Fred Perry has moved its Covent Garden store from the touristy piazza to a Georgian townhouse in the burgeoning menswear destination that is Henrietta street a stone’s throw away. We caught up with brand director Rob Gaitt to get the lowdown on the freshly launched concept, which takes Fred Perry’s retail identity in a new direction. Interview by Emma Holmqvist Deacon

Fred Perry’s new flagship concept marks a new beginning – tell us about your new retail model.
We don’t have a global store concept as we like to design each one individually, but there are core aspects that will run through all our stores. Internally we speak about a concept that feels a bit like a record shop – come in, hang out, browse, chat to the staff behind the counter without feeling pressured to buy anything. Our neighbors The Real McCoy and Nigel Cabourn, who’ve both opened shops on the street recently, do the community feel really well; customers like to pop in for a chat. I think Henrietta Street itself is well on its way to become a menswear destination and social fashion hub.

Storefront of the new Fred Perry retail space, located at Henrietta street (London)
Storefront of the new Fred Perry retail space, located at Henrietta street (London)

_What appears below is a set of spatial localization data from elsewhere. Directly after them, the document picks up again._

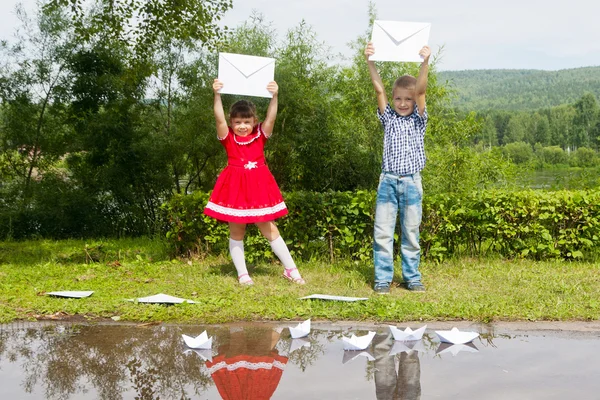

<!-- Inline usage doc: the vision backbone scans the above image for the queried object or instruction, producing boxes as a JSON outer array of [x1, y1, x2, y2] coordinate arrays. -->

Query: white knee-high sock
[[229, 238, 248, 277], [270, 236, 299, 273]]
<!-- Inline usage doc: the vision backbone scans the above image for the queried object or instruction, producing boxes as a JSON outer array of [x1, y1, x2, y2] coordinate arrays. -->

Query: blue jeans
[[373, 172, 423, 287]]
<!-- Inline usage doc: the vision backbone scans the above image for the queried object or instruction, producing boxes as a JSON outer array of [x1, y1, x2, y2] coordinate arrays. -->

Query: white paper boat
[[389, 340, 426, 356], [435, 327, 479, 344], [389, 325, 427, 341], [342, 331, 376, 351], [182, 331, 212, 349], [299, 294, 369, 302], [342, 350, 375, 364], [128, 293, 196, 304], [289, 338, 311, 353], [47, 291, 94, 298], [183, 348, 213, 362], [289, 319, 311, 339], [436, 342, 479, 356]]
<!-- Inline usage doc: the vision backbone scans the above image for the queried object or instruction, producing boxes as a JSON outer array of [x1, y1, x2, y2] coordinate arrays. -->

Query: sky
[[2, 0, 599, 71]]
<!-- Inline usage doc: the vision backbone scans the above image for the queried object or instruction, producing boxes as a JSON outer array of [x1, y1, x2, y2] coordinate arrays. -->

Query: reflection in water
[[373, 333, 421, 400], [206, 327, 287, 400]]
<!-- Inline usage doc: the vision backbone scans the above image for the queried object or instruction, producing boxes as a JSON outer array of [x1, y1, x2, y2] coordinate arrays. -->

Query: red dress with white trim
[[204, 123, 288, 223]]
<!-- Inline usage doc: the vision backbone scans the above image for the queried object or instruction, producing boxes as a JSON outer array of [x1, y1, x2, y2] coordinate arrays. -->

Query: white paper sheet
[[299, 294, 369, 302], [47, 291, 94, 298], [342, 331, 376, 351], [369, 20, 431, 62], [217, 53, 275, 98], [389, 325, 427, 341], [182, 331, 212, 349], [436, 342, 479, 356], [289, 319, 311, 339], [128, 293, 196, 304], [435, 327, 479, 344]]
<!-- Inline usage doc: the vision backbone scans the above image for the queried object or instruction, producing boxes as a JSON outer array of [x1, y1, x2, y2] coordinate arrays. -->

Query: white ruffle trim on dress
[[207, 360, 286, 374], [205, 201, 287, 217]]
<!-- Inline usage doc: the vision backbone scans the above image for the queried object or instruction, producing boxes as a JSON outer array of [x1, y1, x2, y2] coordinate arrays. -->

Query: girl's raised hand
[[213, 78, 224, 93], [266, 81, 279, 95]]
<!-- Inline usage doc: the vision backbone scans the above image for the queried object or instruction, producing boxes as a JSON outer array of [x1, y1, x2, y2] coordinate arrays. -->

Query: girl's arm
[[365, 42, 388, 114], [415, 46, 431, 116], [262, 81, 278, 136], [213, 79, 229, 139]]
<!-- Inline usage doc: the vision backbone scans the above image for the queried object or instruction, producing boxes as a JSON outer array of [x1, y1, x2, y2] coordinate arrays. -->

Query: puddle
[[1, 321, 599, 399]]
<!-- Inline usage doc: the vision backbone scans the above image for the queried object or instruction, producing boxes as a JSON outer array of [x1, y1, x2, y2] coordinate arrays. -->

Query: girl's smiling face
[[230, 117, 257, 136]]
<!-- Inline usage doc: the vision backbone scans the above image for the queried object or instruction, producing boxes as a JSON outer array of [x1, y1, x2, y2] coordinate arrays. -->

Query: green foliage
[[163, 189, 600, 262], [502, 141, 534, 164]]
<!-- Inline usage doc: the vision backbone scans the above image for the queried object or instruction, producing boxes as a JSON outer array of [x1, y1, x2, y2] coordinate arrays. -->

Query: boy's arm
[[262, 81, 278, 136], [213, 79, 229, 139], [415, 46, 431, 116], [365, 42, 388, 114]]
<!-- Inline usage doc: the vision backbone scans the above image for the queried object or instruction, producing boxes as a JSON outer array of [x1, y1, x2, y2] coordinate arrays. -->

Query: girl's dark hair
[[229, 100, 257, 119]]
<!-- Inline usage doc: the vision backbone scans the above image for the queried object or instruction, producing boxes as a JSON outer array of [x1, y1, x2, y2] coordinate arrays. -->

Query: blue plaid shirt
[[377, 103, 428, 175]]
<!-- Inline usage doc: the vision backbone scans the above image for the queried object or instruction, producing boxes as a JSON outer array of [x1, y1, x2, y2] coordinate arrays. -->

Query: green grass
[[0, 239, 598, 324]]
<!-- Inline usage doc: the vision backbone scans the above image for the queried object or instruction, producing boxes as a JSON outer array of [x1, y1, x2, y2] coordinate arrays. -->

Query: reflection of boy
[[364, 41, 431, 294], [206, 327, 287, 400], [373, 333, 422, 400]]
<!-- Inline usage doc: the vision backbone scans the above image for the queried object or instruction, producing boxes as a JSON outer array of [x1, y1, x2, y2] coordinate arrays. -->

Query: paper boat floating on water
[[47, 291, 94, 298], [289, 319, 311, 339], [289, 338, 311, 353], [183, 348, 213, 362], [389, 340, 426, 356], [436, 342, 479, 356], [389, 325, 427, 341], [342, 350, 375, 364], [182, 331, 212, 349], [128, 293, 196, 304], [435, 327, 479, 344], [342, 331, 376, 351]]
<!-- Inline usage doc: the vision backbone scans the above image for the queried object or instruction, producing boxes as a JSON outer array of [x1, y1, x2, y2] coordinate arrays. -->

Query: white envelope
[[369, 20, 431, 62], [218, 53, 275, 98]]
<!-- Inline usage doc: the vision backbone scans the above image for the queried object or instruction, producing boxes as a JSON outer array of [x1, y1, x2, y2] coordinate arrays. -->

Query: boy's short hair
[[393, 75, 417, 90], [229, 100, 257, 119]]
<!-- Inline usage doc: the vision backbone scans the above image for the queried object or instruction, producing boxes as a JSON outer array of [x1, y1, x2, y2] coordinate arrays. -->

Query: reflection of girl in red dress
[[204, 79, 305, 286], [206, 327, 287, 400]]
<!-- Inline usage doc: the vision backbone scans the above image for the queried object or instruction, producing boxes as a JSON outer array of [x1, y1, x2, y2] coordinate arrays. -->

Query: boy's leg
[[256, 221, 305, 284], [373, 173, 399, 290], [229, 222, 252, 285], [398, 174, 423, 289]]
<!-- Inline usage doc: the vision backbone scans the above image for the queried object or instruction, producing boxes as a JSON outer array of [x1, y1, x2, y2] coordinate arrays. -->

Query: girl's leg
[[229, 222, 252, 285], [256, 221, 305, 284]]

How will you inspire people to treat the store as something of a community center?
We hope to achieve it via several routes. Music is at the heart of the brand and to celebrate this heritage we’ve installed an original Wurlitzer Lyric jukebox, inviting customers to use it. Most people who’ve visited the store so far seem drawn to it. The basement will serve as a blank canvas, hosting exhibitions or events that elevate the brand message and add to the tapestry of the store and indeed its social nature. Currently the space hosts an exhibition called For the Record– a travelling display of 7” record cover art celebrating music, design and independent DIY culture. Our staff add to the laid-back and inspiring atmosphere, too; they’re all true Fred Perry aficionados and have expertise but they’d never employ aggressive sales tactics or follow people around…

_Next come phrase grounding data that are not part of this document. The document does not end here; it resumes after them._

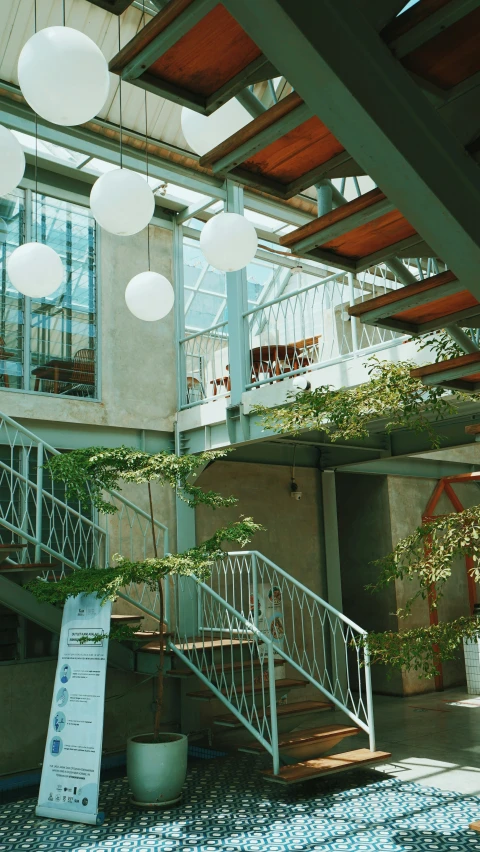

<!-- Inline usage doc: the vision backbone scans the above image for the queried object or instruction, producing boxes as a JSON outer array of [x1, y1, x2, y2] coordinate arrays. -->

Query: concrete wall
[[0, 223, 176, 434], [0, 659, 179, 776], [0, 222, 178, 777], [336, 473, 403, 695], [336, 471, 475, 697], [195, 460, 326, 599]]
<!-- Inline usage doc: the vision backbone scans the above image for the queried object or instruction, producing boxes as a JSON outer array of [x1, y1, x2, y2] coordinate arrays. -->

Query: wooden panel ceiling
[[321, 211, 416, 260], [399, 9, 480, 89], [149, 4, 262, 97], [241, 116, 344, 183]]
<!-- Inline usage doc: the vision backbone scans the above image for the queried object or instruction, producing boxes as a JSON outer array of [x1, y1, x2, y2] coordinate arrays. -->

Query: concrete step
[[187, 677, 308, 702], [110, 614, 144, 625], [261, 748, 391, 784], [240, 723, 360, 763], [214, 699, 334, 729]]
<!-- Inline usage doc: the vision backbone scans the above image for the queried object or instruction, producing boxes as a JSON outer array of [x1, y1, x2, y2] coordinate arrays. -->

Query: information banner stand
[[36, 593, 111, 825]]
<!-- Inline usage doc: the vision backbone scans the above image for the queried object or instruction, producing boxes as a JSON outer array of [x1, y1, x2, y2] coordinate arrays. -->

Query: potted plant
[[27, 446, 262, 807]]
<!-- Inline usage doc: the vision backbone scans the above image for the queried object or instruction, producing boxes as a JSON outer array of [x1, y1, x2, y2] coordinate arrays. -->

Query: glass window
[[0, 189, 97, 399]]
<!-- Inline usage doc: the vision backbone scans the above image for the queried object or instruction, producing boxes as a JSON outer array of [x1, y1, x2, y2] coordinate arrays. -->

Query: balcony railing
[[178, 263, 423, 409]]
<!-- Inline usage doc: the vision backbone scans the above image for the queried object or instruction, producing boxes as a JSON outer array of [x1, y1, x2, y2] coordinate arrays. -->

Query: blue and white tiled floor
[[2, 754, 480, 852]]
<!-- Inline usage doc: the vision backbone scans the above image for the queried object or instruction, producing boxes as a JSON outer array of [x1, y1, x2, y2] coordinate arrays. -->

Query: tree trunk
[[148, 482, 165, 742]]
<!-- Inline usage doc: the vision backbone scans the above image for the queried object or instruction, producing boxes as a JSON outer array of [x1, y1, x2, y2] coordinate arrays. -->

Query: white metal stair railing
[[171, 574, 281, 775], [0, 411, 169, 622], [200, 550, 376, 752]]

View of the store's inside
View of the store's inside
You’ve teamed up with BuckleyGrayYeoman to design the new 2000 sq ft flagship. Which are the main features?
The store reflects the area in which it’s based, meaning it’s something of an homage to Covent Garden. The wooden walls are based on the old ones we found when ripping out the plaster. We’ve also left the original brickwork exposed and the shop front has been upgraded with a leaded window that echoes the heritage of the street. We commissioned artisan sign-writer Nick Garrett to hand-gild the signage in a font inspired by that of the London Transport Museum, which is located in the piazza a stone’s throw away. We’ve placed a trolley at the back of the store which is based on the ones used historically in Covent Garden market, and you’ll also find other details added in tribute to the area’s history. As for telling the story of the brand, display cabinets are used to showcase archive brand ephemera and original Fred Perry shirts.

And what about the stock?
The edit of product is different – this is a hybrid store and the buying is tailored to the area and the type of consumer it attracts. Menswear dominates the offer but we cater to women and kids as well. The Reissues collection is the most important part; it consists of updated archive pieces that represent the heart of the brand and help tell the six-decade long story of the brand. Designs range from incredibly true, almost directly translated archive pieces to more playful interpretations. The fact that they sit alongside each other helps to tell the story, making each design relevant in a way that is true to the brand. If we don’t get it right, people will tell us so on social media – our fans are incredibly passionate and knowledgeable about the brand and its archive designs.